As far as 'turning my back' on people goes, that doesn't apply in this case. The citizens of NO have sucked up hundreds of millions of dollars of taxpayer largesse already. A lot of my tax money went there.
Right now, the citizens of NO and LA are rapidly becoming a bunch of whining crybabies who sound like they haven't been given enough formula.
Listen to me pal, building large populations below sea level is stupid. It's even more stupid to build below sea level in a hurricane zone. Even more stupid than those two things is to live in a known hurricane zone below sea level and not adequately insure your property.
The only thing that I could think of that would be more stupid than the above would be to give an obviously stupid population a few billion taxpayer dollars so they could repeat their already painfully stupid behavior.
If you think I'm cold hearted, good. My 11 year old realizes how stupid what you're asking us to do is.
Here's a clue. Move somewhere that isn't below sea level and isn't struck by hurricanes regularly. Oh, and look into buying some insurance.
Now, do us all a favor and piss off.
L
From what I have read about some of these refugees no amount of money is going to save them.
Isn't that true everywhere you go? I mean, consider the odds.
About 1% of any given population is schizophrenic. I don't know what percentage of the country is alcoholic, or dependent on painkillers, or depressed, or otherwise mentally ill.
Not to mention too old to take care of themselves, or from a broken home, or illiterate, or hard core psychopaths.
New Orleans had a bigger population of impaired people than most, but surprise, surprise, surprise, now they're living in Houston, and Atlanta, and Austin, and Salt Lake City.

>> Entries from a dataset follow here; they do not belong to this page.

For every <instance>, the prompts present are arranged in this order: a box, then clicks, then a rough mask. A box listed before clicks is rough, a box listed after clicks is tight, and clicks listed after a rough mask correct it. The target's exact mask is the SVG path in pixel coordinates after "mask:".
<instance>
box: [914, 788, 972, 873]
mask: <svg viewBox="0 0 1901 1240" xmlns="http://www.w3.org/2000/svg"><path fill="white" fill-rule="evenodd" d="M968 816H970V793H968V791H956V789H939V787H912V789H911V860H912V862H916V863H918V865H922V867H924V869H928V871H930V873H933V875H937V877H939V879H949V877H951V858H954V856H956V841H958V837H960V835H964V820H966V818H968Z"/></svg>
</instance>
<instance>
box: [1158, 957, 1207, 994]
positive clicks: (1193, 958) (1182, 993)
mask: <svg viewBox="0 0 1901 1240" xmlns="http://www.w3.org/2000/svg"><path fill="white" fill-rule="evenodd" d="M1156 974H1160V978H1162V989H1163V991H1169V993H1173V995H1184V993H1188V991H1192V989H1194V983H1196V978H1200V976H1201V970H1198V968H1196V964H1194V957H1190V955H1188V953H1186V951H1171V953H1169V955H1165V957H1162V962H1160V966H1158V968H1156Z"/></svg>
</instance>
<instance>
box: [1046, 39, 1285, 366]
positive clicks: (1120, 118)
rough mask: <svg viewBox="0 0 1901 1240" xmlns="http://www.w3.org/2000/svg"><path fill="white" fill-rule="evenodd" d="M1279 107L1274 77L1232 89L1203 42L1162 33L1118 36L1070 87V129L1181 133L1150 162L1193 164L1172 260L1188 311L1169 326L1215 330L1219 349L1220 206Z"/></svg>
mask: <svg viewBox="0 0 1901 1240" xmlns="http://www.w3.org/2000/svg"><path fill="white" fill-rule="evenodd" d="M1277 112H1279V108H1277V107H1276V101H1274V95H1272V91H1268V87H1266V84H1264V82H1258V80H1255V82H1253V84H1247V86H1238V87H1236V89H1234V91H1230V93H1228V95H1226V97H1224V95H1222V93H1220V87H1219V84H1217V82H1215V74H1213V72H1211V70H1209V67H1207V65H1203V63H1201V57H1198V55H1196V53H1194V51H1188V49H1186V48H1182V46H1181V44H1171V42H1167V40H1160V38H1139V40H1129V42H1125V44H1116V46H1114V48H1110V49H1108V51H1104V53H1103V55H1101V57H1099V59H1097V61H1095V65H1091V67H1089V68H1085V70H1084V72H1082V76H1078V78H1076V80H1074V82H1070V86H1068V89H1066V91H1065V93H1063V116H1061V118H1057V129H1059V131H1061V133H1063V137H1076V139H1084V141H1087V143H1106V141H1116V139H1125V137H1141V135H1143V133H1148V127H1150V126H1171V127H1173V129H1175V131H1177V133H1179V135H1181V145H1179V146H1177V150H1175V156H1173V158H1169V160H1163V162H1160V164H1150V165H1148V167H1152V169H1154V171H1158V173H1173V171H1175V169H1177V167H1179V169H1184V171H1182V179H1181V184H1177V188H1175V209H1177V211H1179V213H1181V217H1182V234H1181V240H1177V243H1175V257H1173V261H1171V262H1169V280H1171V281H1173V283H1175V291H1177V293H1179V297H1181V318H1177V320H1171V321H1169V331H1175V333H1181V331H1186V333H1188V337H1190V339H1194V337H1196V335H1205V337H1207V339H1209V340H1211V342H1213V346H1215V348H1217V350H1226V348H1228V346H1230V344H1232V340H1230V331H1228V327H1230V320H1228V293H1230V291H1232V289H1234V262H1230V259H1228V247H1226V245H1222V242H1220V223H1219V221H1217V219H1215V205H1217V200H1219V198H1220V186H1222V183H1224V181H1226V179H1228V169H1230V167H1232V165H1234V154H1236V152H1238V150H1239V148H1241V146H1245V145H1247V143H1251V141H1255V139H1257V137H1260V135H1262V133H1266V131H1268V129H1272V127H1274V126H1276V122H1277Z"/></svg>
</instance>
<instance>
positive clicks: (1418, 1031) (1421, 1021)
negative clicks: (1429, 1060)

If ya'll want them to go back to NOLA, well, think about it.
Thanks for showing the world what an ugly person you are. Your kid must be proud.

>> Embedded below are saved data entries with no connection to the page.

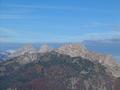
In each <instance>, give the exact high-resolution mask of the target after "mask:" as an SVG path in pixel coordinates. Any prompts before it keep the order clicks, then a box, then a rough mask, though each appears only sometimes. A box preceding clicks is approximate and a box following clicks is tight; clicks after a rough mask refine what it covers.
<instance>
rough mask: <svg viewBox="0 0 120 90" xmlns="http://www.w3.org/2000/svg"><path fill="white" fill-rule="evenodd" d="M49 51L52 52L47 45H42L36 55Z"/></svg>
mask: <svg viewBox="0 0 120 90" xmlns="http://www.w3.org/2000/svg"><path fill="white" fill-rule="evenodd" d="M51 51H53V48H51V47H50V46H49V45H48V44H44V45H42V46H41V47H40V49H39V50H38V53H46V52H51Z"/></svg>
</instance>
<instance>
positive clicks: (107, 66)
mask: <svg viewBox="0 0 120 90" xmlns="http://www.w3.org/2000/svg"><path fill="white" fill-rule="evenodd" d="M56 51H57V52H58V53H60V54H66V55H69V56H71V57H79V56H81V57H83V58H86V59H89V60H91V61H97V62H99V63H101V64H102V65H104V66H106V67H107V68H108V70H109V71H110V72H111V73H112V74H113V75H114V76H115V77H120V65H119V64H117V63H116V61H115V59H114V58H113V57H112V56H111V55H104V54H100V53H96V52H92V51H89V50H88V49H87V48H86V47H85V46H84V45H82V44H65V45H63V46H62V47H60V48H58V49H57V50H56Z"/></svg>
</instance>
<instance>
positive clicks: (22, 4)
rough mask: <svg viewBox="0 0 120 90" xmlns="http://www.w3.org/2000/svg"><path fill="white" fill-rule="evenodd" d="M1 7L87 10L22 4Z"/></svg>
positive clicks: (86, 9) (41, 8)
mask: <svg viewBox="0 0 120 90" xmlns="http://www.w3.org/2000/svg"><path fill="white" fill-rule="evenodd" d="M2 6H3V7H11V8H13V7H14V8H27V9H29V8H34V9H56V10H85V9H86V10H87V9H88V8H85V7H82V8H80V7H73V6H52V5H24V4H21V5H20V4H18V5H17V4H5V5H2Z"/></svg>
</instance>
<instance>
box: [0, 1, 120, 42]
mask: <svg viewBox="0 0 120 90" xmlns="http://www.w3.org/2000/svg"><path fill="white" fill-rule="evenodd" d="M119 30H120V0H0V42H80V41H83V40H94V39H97V40H99V39H100V40H101V39H107V40H109V39H118V40H119V39H120V31H119Z"/></svg>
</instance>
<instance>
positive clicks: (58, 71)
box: [0, 44, 120, 90]
mask: <svg viewBox="0 0 120 90" xmlns="http://www.w3.org/2000/svg"><path fill="white" fill-rule="evenodd" d="M10 56H11V57H10V59H9V60H7V61H3V62H1V63H0V80H1V82H0V86H1V87H0V88H1V90H4V89H5V90H6V89H7V90H9V89H10V90H14V89H17V90H41V89H40V88H42V90H61V88H62V90H119V81H120V79H119V77H120V65H119V64H117V63H116V62H115V60H114V59H113V58H112V56H109V55H108V56H107V55H103V54H99V53H95V52H92V51H89V50H88V49H87V48H86V47H85V46H84V45H83V44H65V45H63V46H61V47H60V48H55V49H54V48H51V47H50V46H49V45H48V44H45V45H43V46H42V47H41V48H40V49H35V48H33V47H32V46H31V45H27V46H24V47H23V48H21V49H18V50H16V51H15V52H13V53H12V54H11V55H10ZM5 83H6V84H5ZM114 88H115V89H114Z"/></svg>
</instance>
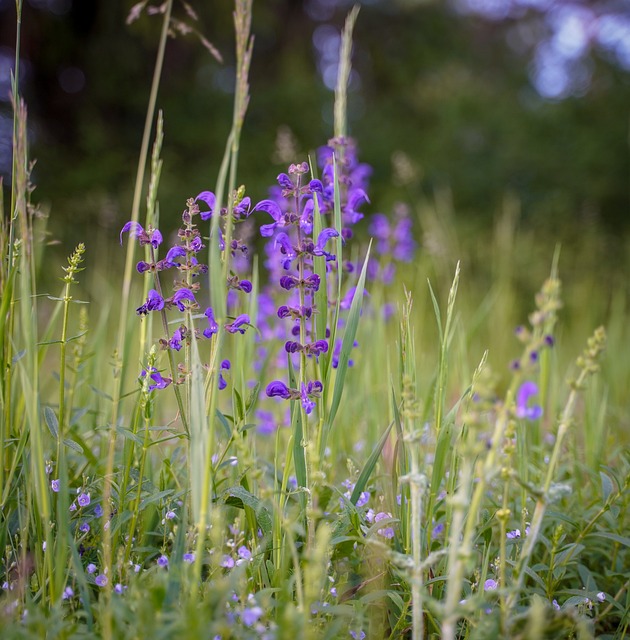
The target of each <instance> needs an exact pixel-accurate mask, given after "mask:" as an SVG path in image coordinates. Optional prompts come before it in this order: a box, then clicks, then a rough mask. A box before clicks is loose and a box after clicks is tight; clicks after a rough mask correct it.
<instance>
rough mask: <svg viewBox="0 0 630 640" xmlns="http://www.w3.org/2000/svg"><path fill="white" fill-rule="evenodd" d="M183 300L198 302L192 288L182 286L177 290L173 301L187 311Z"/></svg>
mask: <svg viewBox="0 0 630 640" xmlns="http://www.w3.org/2000/svg"><path fill="white" fill-rule="evenodd" d="M183 300H188V301H189V302H192V304H197V301H196V300H195V296H194V294H193V292H192V291H191V290H190V289H186V287H182V288H181V289H178V290H177V291H176V292H175V295H174V296H173V298H172V299H171V302H172V303H173V304H174V305H175V306H176V307H177V308H178V309H179V310H180V311H185V309H186V307H184V303H183Z"/></svg>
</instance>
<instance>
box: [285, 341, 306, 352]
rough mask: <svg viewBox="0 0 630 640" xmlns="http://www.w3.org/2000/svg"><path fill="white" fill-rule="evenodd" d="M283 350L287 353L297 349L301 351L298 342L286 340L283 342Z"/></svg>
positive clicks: (301, 347) (293, 351)
mask: <svg viewBox="0 0 630 640" xmlns="http://www.w3.org/2000/svg"><path fill="white" fill-rule="evenodd" d="M284 350H285V351H286V352H287V353H297V352H298V351H302V345H301V344H300V343H299V342H295V341H293V340H288V341H287V342H285V343H284Z"/></svg>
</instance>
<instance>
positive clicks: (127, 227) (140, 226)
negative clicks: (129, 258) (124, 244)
mask: <svg viewBox="0 0 630 640" xmlns="http://www.w3.org/2000/svg"><path fill="white" fill-rule="evenodd" d="M127 232H129V237H130V238H137V237H139V236H140V235H141V234H143V233H144V228H143V226H142V225H141V224H140V223H139V222H133V221H131V220H130V221H129V222H127V223H126V224H125V226H124V227H123V228H122V230H121V232H120V244H122V234H123V233H127Z"/></svg>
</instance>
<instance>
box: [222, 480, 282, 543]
mask: <svg viewBox="0 0 630 640" xmlns="http://www.w3.org/2000/svg"><path fill="white" fill-rule="evenodd" d="M219 500H220V501H221V502H222V503H223V504H227V505H230V506H232V507H237V508H238V509H244V508H245V507H246V506H247V507H250V508H251V509H252V510H253V512H254V513H255V514H256V521H257V522H258V525H259V526H260V528H261V530H262V532H263V534H264V535H270V534H271V523H272V519H271V514H270V512H269V509H267V507H266V506H265V505H264V504H263V503H262V501H261V500H260V499H259V498H257V497H256V496H255V495H253V494H251V493H250V492H249V491H247V489H245V488H244V487H242V486H241V485H234V486H233V487H230V488H229V489H226V490H225V491H224V492H223V493H222V494H221V496H220V498H219Z"/></svg>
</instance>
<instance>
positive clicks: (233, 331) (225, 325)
mask: <svg viewBox="0 0 630 640" xmlns="http://www.w3.org/2000/svg"><path fill="white" fill-rule="evenodd" d="M248 324H249V316H248V315H247V314H246V313H243V314H241V315H240V316H237V317H236V318H234V321H233V322H230V323H229V324H226V325H225V330H226V331H228V332H229V333H236V332H237V331H238V333H240V334H243V333H245V329H247V326H243V325H248Z"/></svg>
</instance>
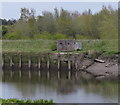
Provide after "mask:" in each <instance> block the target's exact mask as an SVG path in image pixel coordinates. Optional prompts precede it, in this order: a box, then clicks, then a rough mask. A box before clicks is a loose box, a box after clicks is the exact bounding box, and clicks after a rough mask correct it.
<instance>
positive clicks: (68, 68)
mask: <svg viewBox="0 0 120 105" xmlns="http://www.w3.org/2000/svg"><path fill="white" fill-rule="evenodd" d="M68 69H69V70H70V69H71V61H70V60H69V58H68Z"/></svg>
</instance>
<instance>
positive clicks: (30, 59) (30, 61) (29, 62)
mask: <svg viewBox="0 0 120 105" xmlns="http://www.w3.org/2000/svg"><path fill="white" fill-rule="evenodd" d="M28 67H29V68H31V57H30V56H29V58H28Z"/></svg>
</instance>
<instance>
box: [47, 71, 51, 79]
mask: <svg viewBox="0 0 120 105" xmlns="http://www.w3.org/2000/svg"><path fill="white" fill-rule="evenodd" d="M47 78H48V79H49V78H50V71H49V70H48V71H47Z"/></svg>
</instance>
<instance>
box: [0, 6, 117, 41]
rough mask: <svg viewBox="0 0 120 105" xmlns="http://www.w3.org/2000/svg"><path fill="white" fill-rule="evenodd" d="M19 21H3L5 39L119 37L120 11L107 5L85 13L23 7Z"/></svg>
mask: <svg viewBox="0 0 120 105" xmlns="http://www.w3.org/2000/svg"><path fill="white" fill-rule="evenodd" d="M20 12H21V16H20V18H19V19H18V20H11V21H10V20H9V21H5V19H4V20H2V21H3V24H4V26H2V36H3V39H10V40H11V39H13V40H16V39H52V40H56V39H102V40H103V39H108V40H109V39H118V10H114V9H113V8H112V7H111V6H108V7H105V6H103V8H102V10H100V11H98V13H95V14H92V11H91V10H90V9H89V10H88V11H85V12H83V13H79V12H78V11H75V12H69V11H67V10H64V9H63V8H61V10H60V11H59V10H58V9H57V8H55V9H54V13H52V12H49V11H43V12H42V15H40V16H35V10H34V9H31V10H29V9H27V8H21V11H20Z"/></svg>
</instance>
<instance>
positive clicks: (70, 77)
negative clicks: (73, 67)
mask: <svg viewBox="0 0 120 105" xmlns="http://www.w3.org/2000/svg"><path fill="white" fill-rule="evenodd" d="M70 78H71V71H68V79H70Z"/></svg>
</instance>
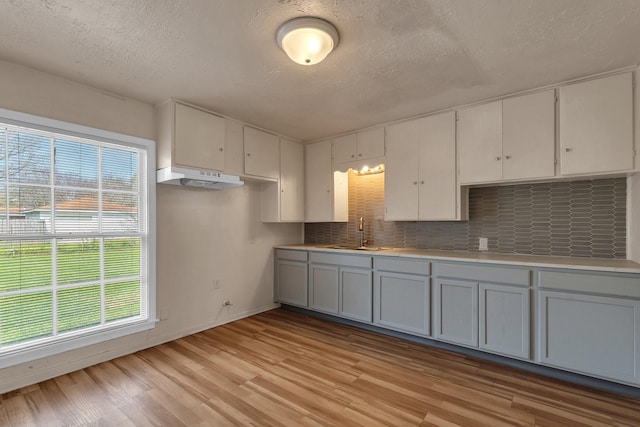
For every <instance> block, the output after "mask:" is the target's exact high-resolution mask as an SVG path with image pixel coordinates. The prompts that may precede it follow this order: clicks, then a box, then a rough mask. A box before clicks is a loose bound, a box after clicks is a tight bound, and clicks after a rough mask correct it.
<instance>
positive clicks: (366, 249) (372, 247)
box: [326, 245, 391, 252]
mask: <svg viewBox="0 0 640 427" xmlns="http://www.w3.org/2000/svg"><path fill="white" fill-rule="evenodd" d="M326 248H327V249H344V250H349V251H370V252H375V251H384V250H389V249H391V248H384V247H382V246H347V245H329V246H326Z"/></svg>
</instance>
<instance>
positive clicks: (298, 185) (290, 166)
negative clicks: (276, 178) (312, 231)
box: [280, 139, 304, 222]
mask: <svg viewBox="0 0 640 427" xmlns="http://www.w3.org/2000/svg"><path fill="white" fill-rule="evenodd" d="M280 220H281V221H299V222H302V221H304V148H303V146H302V144H300V143H298V142H295V141H290V140H288V139H280Z"/></svg>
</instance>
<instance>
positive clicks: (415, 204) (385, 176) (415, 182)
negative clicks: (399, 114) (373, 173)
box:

Listen jerkweed, you have no idea how many hours I spent packing up relief supplies for your ungrateful ass. You have no idea how much money I spent on bottled water, canned food, diapers, batteries, flashlights etc that came out of my household budget.
You haven't got a clue how many hours I put in with my fellow ES workers refurbishing a frigging fire truck that the citizens and taxpayers of my County just gave away to a demolished LA county.

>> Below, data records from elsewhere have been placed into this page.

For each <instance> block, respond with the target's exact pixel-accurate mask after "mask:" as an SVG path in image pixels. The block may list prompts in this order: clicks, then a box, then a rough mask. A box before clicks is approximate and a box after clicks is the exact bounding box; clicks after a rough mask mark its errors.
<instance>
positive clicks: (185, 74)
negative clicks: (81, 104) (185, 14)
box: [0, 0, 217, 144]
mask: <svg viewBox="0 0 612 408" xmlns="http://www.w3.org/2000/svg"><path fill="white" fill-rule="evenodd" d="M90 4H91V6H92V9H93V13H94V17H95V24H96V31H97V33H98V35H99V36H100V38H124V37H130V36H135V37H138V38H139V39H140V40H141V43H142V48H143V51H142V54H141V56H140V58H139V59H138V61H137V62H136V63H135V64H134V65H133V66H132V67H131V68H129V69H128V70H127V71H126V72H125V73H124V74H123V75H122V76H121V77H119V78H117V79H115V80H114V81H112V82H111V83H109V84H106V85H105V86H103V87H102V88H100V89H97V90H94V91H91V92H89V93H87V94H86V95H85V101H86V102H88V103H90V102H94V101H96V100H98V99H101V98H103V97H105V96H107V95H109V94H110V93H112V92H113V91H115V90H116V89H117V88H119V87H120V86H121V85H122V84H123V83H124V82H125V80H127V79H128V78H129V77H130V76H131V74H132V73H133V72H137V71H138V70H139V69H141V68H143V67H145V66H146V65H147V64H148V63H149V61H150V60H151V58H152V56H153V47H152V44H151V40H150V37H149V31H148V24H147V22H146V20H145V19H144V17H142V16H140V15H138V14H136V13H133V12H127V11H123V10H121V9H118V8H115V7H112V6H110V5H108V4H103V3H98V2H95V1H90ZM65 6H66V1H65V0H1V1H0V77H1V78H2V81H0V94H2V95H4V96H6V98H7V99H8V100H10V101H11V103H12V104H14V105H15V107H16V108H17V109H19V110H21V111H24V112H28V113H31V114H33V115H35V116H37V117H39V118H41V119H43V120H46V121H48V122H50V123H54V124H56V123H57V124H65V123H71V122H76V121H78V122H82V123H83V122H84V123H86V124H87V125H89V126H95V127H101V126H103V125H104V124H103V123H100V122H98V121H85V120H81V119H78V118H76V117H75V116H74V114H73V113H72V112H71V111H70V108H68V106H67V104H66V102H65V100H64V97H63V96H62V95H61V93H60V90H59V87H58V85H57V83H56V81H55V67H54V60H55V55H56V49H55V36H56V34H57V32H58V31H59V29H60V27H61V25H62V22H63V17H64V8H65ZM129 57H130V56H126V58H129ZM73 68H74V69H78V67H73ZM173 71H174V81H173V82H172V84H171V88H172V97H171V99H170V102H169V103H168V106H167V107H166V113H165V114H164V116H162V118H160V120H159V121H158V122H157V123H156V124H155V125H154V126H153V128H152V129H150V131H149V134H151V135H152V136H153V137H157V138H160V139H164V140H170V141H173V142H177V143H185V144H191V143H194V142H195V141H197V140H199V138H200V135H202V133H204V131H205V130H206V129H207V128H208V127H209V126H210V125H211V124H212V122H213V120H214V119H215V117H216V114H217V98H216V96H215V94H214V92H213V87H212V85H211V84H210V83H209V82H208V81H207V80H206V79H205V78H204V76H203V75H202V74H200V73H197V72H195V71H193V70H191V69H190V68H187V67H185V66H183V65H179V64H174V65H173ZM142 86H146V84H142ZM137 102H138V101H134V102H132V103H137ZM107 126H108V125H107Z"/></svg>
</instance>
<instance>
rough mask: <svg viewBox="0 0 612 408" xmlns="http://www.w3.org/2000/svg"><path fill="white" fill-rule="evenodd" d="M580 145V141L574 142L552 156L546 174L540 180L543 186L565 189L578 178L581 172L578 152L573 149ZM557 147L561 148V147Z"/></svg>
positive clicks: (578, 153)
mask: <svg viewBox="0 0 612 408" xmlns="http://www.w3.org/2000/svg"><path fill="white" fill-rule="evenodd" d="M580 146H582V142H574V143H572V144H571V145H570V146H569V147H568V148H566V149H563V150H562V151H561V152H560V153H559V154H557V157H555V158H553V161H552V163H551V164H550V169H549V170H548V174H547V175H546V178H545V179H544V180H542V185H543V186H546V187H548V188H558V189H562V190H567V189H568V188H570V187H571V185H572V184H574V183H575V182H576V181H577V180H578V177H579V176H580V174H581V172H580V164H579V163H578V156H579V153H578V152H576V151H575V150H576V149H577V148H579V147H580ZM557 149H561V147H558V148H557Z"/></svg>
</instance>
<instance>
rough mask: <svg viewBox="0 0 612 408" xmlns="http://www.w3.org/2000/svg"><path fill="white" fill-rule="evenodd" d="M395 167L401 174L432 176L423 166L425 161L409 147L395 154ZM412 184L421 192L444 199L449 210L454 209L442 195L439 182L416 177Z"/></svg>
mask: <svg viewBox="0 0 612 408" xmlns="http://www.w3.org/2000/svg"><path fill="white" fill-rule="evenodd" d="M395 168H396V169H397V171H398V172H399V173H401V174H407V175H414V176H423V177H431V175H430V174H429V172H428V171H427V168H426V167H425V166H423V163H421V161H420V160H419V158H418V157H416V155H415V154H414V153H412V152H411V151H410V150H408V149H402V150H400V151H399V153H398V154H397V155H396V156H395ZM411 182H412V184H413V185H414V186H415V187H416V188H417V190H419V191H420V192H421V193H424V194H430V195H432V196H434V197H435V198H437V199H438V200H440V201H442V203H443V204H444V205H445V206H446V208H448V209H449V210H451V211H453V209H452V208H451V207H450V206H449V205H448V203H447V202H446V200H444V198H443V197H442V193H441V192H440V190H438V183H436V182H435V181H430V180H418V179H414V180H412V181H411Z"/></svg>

You haven't got a frigging clue how hard my family, including my kid, worked collecting relief supplies at his school or how many hours we spent packing them up and prepping them for shipment down to your greedy ass.
Now you've got some nerve calling me ugly you ungrateful little worm. I'm not the one with my hand out demanding billions of additional tax dollars be sent to a demonstrably corrupt government.
My kid, my wife, and I worked our asses off and spent a not insiginificant amount of our household budget helping you people out. Now you've got the hubris to stand there and call me ugly because we're not in favor of another government bailout?
Go f*** yourself, pal.
L
Insulting people as you pretend to help them and resenting the fact that you are helping them is ugly. Ignorant ugly.
I would like to say thank you for sending supplies and bottled water and fixing up that fire truck and so forth. It was very generous and very kind. I know a lot of people down there, and they are grateful.
But the scale of this disaster is unprecedented.
Who did what to whom back in August-September 2005 -- we're not talking about that now. Let the people who plan for future disasters learn from their mistakes, we hope.
The article that you're responding to is about dealing with the present, not the past and not the future. Mostly about abandoned property and the consequences thereof.
To put it bluntly -- people who were flooded out aren't coming back. Well, not too many outside New Orleans are crying about that, we think they built in the wrong place.
Nevertheless, the properties are eventually going to be the property of you and me, the American taxpayer. How much should we pay for them, and when, and what do we do with them?